Es ist gut und richtig, wenn Journalisten begründet gegen Einschränkungen der Pressefreiheit verstoßen. In Australien drohen ihnen dafür Strafen.

Weil Journalisten über den Fall George Pell berichteten, drohen ihnen jetzt Gefängnisstrafen Foto: ap

I n Australien müssen sich demnächst 36 Medienorganisationen und JournalistInnen vor Gericht verantworten, weil sie bei der Berichterstattung über den Prozess gegen den katholischen Kardinal George Pell gegen Nachrichtensperren und andere Auflagen verstoßen haben sollen.

Was sich ein bisschen nach einer weiteren Staffel von „Secret City“, der Netflix-Serie über die Enthüllungsjournalistin Harriet Dunkley anhört, die bei ihren Recherchen über die Machenschaften von Geheimdiensten in Konflikte gerät, ist allerdings ein bisschen komplizierter.

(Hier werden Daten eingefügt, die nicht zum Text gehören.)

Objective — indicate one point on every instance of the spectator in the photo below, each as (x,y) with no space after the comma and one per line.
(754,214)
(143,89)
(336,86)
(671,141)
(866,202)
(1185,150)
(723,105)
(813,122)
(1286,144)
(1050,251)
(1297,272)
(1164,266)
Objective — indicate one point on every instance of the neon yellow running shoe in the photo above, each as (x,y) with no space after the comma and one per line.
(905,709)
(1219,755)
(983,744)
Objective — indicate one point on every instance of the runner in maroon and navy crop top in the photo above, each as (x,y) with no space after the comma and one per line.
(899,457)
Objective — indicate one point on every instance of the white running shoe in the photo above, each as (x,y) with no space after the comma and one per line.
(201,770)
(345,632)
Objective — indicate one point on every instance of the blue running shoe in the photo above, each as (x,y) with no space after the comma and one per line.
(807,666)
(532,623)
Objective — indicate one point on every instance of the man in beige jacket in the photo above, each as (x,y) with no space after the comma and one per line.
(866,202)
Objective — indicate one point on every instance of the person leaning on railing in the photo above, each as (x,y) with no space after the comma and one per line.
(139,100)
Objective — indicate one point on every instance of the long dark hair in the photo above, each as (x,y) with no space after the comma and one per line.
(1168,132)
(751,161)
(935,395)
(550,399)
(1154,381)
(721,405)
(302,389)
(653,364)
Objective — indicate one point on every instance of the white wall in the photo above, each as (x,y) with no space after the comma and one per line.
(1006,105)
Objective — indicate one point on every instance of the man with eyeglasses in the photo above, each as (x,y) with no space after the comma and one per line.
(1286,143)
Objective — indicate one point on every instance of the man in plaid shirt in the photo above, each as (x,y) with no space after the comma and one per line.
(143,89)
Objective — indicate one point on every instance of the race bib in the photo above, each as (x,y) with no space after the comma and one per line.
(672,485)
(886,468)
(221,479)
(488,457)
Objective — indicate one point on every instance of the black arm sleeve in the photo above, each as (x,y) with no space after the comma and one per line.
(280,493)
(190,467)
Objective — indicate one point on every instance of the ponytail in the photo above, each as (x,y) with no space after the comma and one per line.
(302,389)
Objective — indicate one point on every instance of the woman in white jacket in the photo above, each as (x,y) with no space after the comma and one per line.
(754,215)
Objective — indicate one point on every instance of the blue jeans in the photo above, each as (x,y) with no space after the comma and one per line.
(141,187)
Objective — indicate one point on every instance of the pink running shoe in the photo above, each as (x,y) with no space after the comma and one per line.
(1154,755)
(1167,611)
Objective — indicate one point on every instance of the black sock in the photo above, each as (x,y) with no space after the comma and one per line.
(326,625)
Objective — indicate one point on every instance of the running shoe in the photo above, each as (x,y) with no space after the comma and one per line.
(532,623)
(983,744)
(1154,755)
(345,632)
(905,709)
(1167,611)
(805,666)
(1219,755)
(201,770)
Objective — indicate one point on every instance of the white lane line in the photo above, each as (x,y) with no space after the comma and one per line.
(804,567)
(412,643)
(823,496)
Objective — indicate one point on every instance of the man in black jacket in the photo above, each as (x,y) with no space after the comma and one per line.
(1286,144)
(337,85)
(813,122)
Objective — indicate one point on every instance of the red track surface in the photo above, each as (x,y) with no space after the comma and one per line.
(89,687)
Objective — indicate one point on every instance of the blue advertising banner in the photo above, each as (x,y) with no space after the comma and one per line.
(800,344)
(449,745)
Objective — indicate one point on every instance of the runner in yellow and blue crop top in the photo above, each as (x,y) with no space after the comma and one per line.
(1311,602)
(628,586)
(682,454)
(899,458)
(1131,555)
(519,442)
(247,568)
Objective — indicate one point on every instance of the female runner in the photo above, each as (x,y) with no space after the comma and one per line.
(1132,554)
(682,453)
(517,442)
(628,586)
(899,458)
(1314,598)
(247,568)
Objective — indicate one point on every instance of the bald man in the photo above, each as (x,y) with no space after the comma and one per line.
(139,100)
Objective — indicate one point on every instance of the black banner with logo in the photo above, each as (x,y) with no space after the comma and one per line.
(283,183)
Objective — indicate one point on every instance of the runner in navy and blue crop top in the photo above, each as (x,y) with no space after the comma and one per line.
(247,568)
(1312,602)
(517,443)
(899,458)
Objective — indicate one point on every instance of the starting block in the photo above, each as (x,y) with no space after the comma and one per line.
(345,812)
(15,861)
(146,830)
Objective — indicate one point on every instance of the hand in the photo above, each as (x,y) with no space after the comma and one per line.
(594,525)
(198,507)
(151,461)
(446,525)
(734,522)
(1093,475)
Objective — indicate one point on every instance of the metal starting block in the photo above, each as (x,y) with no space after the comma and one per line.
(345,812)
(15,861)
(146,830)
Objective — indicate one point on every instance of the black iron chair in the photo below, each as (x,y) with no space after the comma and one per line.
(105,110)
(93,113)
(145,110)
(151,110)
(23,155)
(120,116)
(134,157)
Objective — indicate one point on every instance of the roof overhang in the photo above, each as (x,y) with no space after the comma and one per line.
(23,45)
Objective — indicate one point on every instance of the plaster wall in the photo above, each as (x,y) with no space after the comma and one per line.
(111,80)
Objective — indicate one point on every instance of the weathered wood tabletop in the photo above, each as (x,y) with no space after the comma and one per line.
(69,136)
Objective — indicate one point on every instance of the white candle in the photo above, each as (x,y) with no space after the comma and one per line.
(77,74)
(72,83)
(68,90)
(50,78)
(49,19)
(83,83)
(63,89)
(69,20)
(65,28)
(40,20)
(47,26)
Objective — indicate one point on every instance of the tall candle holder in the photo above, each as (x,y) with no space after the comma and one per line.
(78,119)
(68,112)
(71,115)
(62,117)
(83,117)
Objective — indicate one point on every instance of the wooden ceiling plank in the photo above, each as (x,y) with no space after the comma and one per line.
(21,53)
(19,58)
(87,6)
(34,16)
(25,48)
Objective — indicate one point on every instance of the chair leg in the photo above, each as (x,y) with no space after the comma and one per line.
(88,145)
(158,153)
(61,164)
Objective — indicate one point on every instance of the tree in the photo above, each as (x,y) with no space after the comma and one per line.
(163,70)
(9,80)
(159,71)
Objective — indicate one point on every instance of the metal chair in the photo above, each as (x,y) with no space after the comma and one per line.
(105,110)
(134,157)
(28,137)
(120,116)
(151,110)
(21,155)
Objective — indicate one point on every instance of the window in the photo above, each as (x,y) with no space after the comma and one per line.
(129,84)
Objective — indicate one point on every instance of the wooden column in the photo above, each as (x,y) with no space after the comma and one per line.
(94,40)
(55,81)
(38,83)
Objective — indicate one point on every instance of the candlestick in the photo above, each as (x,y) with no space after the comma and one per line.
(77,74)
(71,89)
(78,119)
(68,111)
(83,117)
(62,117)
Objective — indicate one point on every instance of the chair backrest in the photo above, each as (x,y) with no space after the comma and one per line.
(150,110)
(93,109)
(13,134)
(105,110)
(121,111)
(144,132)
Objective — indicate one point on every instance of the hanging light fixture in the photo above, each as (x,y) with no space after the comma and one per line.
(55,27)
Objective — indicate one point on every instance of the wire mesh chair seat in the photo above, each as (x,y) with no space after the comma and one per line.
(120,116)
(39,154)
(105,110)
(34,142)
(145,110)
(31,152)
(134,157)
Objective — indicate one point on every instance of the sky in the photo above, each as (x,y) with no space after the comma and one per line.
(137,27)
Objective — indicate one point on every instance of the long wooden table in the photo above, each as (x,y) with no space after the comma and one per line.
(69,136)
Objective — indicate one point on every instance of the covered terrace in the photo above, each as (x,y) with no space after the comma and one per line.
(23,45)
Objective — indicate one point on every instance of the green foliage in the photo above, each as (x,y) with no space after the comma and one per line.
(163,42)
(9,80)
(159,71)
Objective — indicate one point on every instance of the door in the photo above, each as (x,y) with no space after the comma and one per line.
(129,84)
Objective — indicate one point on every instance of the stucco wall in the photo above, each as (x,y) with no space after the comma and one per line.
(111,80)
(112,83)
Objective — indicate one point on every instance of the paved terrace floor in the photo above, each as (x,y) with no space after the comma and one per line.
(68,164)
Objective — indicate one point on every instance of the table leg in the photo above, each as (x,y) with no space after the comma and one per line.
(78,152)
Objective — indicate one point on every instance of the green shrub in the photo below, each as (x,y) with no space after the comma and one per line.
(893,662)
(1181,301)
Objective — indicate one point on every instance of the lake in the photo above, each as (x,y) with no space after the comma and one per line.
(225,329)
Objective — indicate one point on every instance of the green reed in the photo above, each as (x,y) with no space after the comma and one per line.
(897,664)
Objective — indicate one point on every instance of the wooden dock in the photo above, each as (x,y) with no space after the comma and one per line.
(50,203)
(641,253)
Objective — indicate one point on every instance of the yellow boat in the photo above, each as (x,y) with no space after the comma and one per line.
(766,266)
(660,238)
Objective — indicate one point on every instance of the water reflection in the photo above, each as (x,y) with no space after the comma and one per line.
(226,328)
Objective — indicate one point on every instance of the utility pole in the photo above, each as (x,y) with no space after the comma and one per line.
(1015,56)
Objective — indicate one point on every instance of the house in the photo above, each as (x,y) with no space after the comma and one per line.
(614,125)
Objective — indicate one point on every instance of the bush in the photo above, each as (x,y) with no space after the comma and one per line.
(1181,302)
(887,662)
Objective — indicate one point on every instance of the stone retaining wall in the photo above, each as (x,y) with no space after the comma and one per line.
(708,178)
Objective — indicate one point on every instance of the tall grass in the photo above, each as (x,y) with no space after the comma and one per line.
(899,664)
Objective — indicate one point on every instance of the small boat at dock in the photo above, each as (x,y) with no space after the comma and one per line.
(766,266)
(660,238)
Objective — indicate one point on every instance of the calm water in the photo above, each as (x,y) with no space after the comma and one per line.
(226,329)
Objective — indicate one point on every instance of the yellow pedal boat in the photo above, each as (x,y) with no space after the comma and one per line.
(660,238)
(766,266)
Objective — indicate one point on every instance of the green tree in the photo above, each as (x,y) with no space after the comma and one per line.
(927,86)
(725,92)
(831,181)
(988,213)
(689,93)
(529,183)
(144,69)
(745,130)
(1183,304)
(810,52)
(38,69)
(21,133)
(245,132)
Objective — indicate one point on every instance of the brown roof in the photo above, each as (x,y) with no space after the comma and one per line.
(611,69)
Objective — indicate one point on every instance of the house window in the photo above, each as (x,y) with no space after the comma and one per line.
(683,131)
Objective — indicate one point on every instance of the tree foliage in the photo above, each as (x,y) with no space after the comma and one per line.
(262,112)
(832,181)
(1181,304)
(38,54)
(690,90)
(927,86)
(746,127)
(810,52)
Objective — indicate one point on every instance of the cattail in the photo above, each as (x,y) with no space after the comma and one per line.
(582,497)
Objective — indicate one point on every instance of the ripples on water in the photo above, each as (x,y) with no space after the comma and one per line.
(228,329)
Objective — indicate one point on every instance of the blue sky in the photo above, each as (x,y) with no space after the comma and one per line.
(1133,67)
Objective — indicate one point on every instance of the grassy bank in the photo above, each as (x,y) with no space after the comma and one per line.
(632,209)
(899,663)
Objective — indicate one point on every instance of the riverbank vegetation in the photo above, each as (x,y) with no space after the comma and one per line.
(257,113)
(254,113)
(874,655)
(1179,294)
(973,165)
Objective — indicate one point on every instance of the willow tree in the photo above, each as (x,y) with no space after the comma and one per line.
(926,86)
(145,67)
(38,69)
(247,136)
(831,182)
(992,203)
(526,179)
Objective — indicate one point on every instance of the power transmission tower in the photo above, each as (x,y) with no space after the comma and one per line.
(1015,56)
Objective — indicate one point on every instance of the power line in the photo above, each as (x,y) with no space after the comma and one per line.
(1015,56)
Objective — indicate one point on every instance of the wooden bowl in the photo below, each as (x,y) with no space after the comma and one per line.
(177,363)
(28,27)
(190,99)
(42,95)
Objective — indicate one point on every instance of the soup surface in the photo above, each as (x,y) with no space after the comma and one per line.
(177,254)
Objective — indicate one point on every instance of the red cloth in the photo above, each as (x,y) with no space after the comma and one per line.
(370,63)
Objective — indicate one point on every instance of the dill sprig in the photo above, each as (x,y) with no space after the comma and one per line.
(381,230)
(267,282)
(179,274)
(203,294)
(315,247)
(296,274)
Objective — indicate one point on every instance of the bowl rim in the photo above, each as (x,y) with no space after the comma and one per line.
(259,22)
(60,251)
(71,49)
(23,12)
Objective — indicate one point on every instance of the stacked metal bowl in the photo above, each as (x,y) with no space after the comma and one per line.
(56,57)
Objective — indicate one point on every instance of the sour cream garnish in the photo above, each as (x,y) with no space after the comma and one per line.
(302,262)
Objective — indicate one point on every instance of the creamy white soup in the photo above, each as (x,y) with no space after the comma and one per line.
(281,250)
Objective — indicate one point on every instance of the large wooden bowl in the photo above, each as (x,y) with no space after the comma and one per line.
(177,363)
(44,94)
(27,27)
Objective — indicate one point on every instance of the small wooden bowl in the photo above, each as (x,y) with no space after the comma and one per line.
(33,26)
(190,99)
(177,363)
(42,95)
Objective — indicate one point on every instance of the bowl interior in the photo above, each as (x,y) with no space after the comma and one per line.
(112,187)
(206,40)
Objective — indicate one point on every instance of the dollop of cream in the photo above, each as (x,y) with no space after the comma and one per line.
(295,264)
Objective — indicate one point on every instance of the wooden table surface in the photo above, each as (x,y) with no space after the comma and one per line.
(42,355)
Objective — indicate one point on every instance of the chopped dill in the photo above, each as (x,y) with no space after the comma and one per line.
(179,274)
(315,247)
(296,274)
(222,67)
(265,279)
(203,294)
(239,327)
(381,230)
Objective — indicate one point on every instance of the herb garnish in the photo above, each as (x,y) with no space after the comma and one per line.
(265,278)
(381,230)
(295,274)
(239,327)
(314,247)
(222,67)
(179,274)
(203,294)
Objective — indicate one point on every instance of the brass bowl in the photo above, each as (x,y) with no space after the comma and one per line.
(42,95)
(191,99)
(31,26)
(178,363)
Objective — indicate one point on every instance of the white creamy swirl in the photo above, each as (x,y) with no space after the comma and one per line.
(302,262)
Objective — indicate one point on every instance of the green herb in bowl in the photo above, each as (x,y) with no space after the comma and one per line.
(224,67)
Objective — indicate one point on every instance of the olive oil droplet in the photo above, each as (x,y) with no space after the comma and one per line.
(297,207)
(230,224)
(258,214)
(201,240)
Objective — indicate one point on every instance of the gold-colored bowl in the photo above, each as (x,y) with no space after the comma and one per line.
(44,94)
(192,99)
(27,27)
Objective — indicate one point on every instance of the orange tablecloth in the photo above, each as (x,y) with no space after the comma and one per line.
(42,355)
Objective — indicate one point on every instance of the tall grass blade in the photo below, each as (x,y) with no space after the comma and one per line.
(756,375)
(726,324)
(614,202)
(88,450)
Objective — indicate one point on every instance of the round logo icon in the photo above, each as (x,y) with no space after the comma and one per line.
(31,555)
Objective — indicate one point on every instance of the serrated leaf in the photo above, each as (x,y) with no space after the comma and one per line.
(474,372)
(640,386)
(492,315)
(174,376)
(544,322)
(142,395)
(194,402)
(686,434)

Pell, seit 2003 Kardinal und zuvor Erzbischof von Melbourne und Sydney, wurde im Dezember 2018 wegen sexuellen Missbrauchs von zwei Jungen in den 1990er Jahren schuldig gesprochen und im Februar 2019 zu sechs Jahren Haft verurteilt. Der oberste Richter des australischen Bundesstaats Victoria hatte im Sommer 2018 für ganz Australien geltende „Suppression Orders“ erlassen, die eine Berichterstattung untersagten.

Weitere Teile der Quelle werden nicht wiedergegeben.